The Old Testament is saturated with rich symbolism of Christ.  Jesus was from the beginning; He was with the Father before all things.  His beautiful High Priestly prayer in John 17:5, reveals His preexistence, “Father, glorify Me together with Yourself, with the glory which I had with You before the world existed.”(NASB)  He is present from the very first in Genesis and through to The Revelation of Christ.

The Incarnation was predicted in the Old Testament and is the fulfillment of prophecy. {I wrote about the fulfilled prophecies in Jesus previously.}  It was part of God’s perfect plan. The prophet Isaiah predicted that the Messiah would be both human and God: “For a child will be born to us, a son will be given to us; And the government will rest on His shoulders; And His name will be called Wonderful Counselor, Mighty God, Eternal Father, Prince of Peace.” (Is. 9:6)  These names refer simultaneously with the Father, indicating that the Father and the Son are One.

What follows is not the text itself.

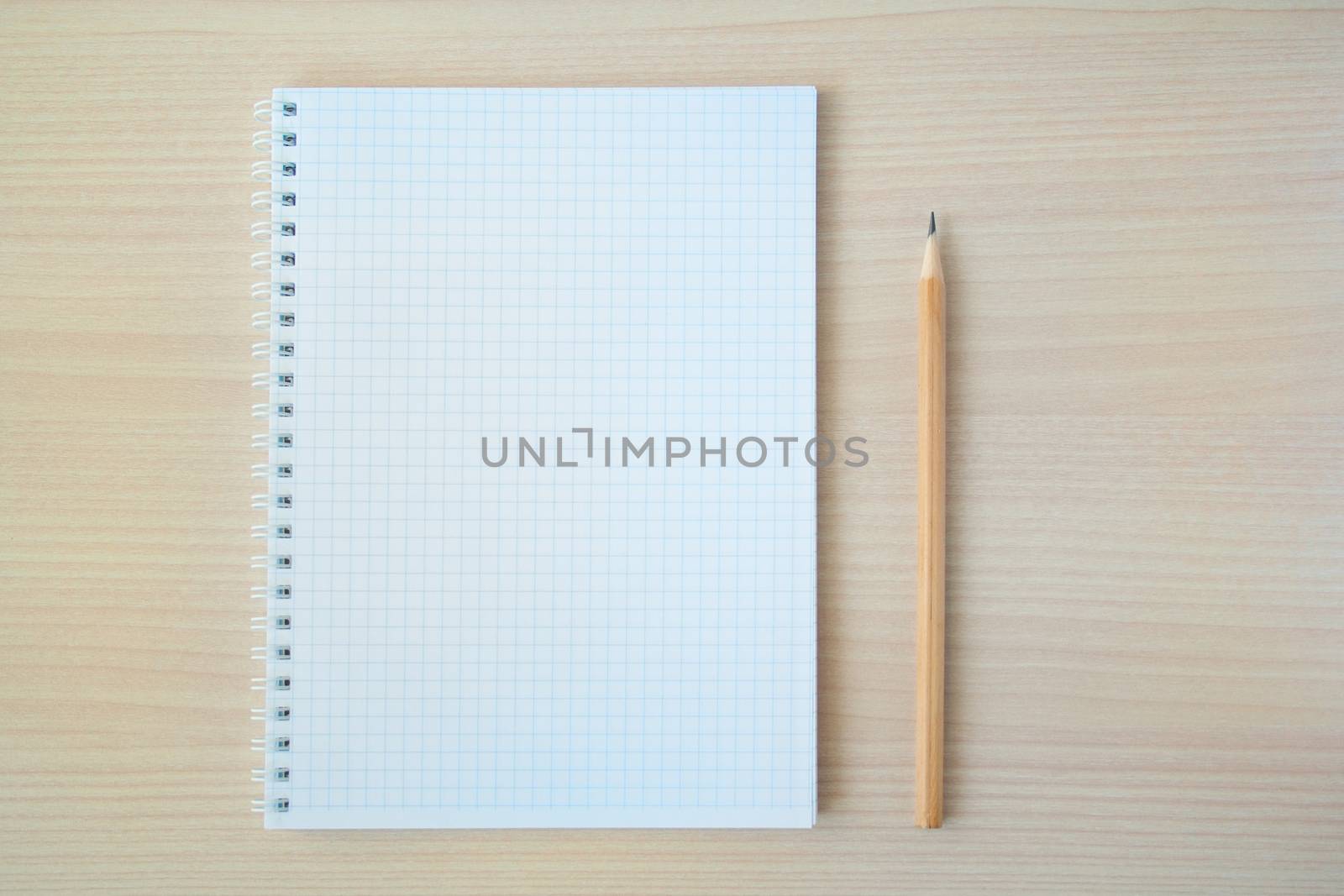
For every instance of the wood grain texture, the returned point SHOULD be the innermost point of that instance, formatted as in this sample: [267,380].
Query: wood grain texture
[1142,212]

Many years ago, there was a beautiful song recorded by Aaron Jeoffery concerning who Jesus is in every book of the Bible {Find it here}.  This is an old song, but a beautiful one that speaks to the symbolism of Christ throughout the Old and New Testaments:

In Genesis, He’s the breath of life
In Exodus, the Passover Lamb
In Leviticus, He’s our High Priest
Numbers, The fire by night
Deuteronomy, He’s Moses’ voice
In Joshua, He is salvation’s choice
Judges, law-giver
In Ruth, the kinsmen-redeemer
First and Second Samuel, our trusted prophet
In Kings and Chronicles, He’s sovereign

Ezra, true and faithful scribe
Nehemiah, He’s the rebuilder of broken walls and lives
In Esther, He’s Mordecai’s courage
In Job, the timeless redeemer
In Psalms, He is our morning song

In Proverbs, wisdom’s cry
Ecclesiastes, the time and season
In the Song of Solomon, He is the lover’s dream

He is, He is, HE IS!

In Isaiah, He’s the Prince of Peace
Jeremiah, the weeping prophet
In Lamentations, the cry for Israel
Ezekiel, He’s the call from sin
In Daniel, the stranger in the fire

In Hosea, He is forever faithful
In Joel, He’s the Spirits power
In Amos, the arms that carry us
In Obadiah, He’s the Lord our Savior
In Jonah, He’s the Great Missionary

In Micah, the promise of peace
In Nahum, He is our strength and our shield
In Habakkuk and Zephaniah, He’s pleading for revival
In Haggai, He restores a lost heritage
In Zechariah, our fountain

In Malachi, He is the son of righteousness rising with healing in His wings

He is, He is, HE IS!

In Matthew, Mark, Luke, and John, He is God, Man, Messiah
In the book of Acts, He is fire from heaven
In Romans, He’s the grace of God
In Corinthians, the power of love
In Galatians, He is freedom from the curse of sin

Ephesians, our glorious treasure
Philippians, the servant’s heart
In Colossians, He’s the Godhead Trinity
Thessalonians, our coming King
In Timothy, Titus, Philemon He’s our mediator and our faithful Pastor

In Hebrews, the everlasting covenant
In James, the one who heals the sick.
In First and Second Peter, He is our Shepherd
In John and Jude, He is the lover coming for His bride
In the Revelation, He is King of Kings and Lord of Lords

He is, He is, HE IS!

The prince of peace
The Son of man
The Lamb of God
The great I AM

He’s the Alpha and Omega
Our God and our Savior
He is Jesus Christ the Lord
And when time is no more
He is, HE IS!

Jeff Silvey and Jeoffrey Keith Benward, He Is (Brentwood and Nashville: Birdwing Music (Capitol Records), and Shepherd’s Fold Music (EMI),) 1995.


[1] Peter Stoner, Science Speaks (Chicago: Moody Press., 1963), 104.